Questions for Economic Advisers

Harvard’s Greg Mankiw, an economic adviser to Mitt

Romney, notes

on his blog that Berkeley’s Christina Romer and David

Romer are economic advisers to Barack Obama; Stanford’s

Michael Boskin is advising Rudy Giuliani;

and Boston University’s Larry Kotlikoff is advising Mike

Gravel.

I’m interested in how this process works, since being an adviser to a presidential

candidate is generally considered to be a sign of support for that candidate.

(No one, to my knowledge, is an economic adviser to more than one candidate,

and Mankiw himself talks about where he "stands".)

On the other hand, being an economic adviser to a presidential can’t really

be considered a sign of support for that candidate’s economic policies, since

the whole point of hiring an economic adviser in the first place is to develop

those policies.

So how are these marriages made?
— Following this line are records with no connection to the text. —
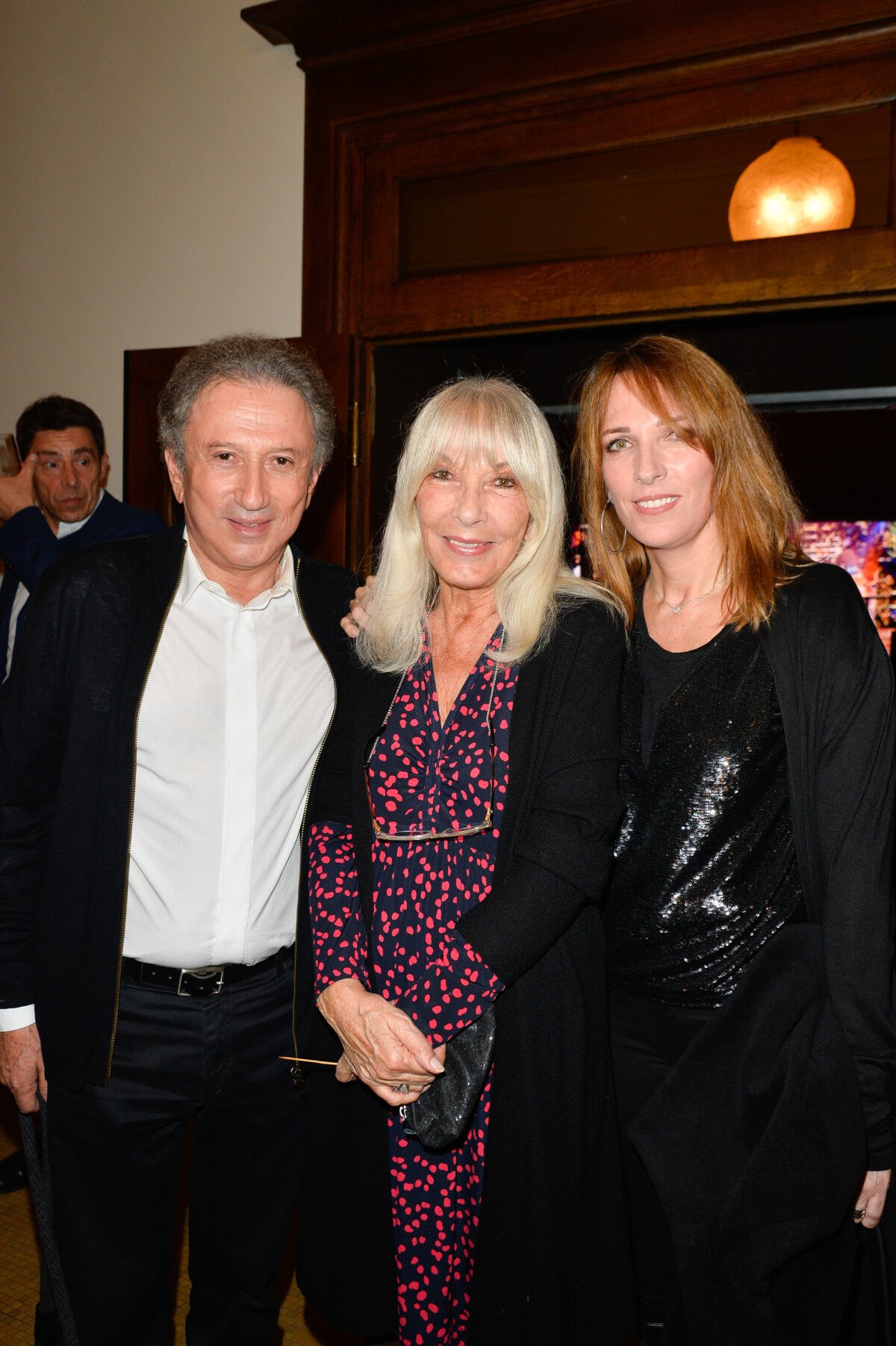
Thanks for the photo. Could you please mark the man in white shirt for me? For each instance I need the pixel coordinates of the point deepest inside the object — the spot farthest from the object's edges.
(154, 946)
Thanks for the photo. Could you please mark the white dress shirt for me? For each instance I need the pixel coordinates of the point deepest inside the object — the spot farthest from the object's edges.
(22, 595)
(231, 726)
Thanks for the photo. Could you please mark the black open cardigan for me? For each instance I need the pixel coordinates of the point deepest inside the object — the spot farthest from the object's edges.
(552, 1250)
(759, 1138)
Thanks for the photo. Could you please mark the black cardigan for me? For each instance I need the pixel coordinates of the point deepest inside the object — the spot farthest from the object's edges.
(67, 725)
(759, 1136)
(552, 1257)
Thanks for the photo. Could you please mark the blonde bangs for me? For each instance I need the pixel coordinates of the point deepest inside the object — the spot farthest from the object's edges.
(490, 421)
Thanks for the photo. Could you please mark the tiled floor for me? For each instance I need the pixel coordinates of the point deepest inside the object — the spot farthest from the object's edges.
(19, 1271)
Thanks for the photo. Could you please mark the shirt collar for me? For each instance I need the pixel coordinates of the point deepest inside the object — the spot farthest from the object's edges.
(193, 579)
(66, 530)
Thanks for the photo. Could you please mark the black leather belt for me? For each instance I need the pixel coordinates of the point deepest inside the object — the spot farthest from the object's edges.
(196, 981)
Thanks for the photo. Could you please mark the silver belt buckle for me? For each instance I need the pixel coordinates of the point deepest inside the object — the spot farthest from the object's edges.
(202, 975)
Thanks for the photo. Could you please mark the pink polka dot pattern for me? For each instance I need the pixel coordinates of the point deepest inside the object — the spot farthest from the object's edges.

Do prominent economists reach out to presidential

campaigns offering their services to the candidate they like the best for non-economics-related

reasons? Would you ever find a Republican economist advising a Democratic candidate,

or vice versa? And what are the chances of a campaign’s economic adviser getting

a plum job at the Fed or Treasury or the Council of Economic Advisers should

the candidate ultimately win the presidency?

Maybe Greg Mankiw or Brad DeLong can help me out.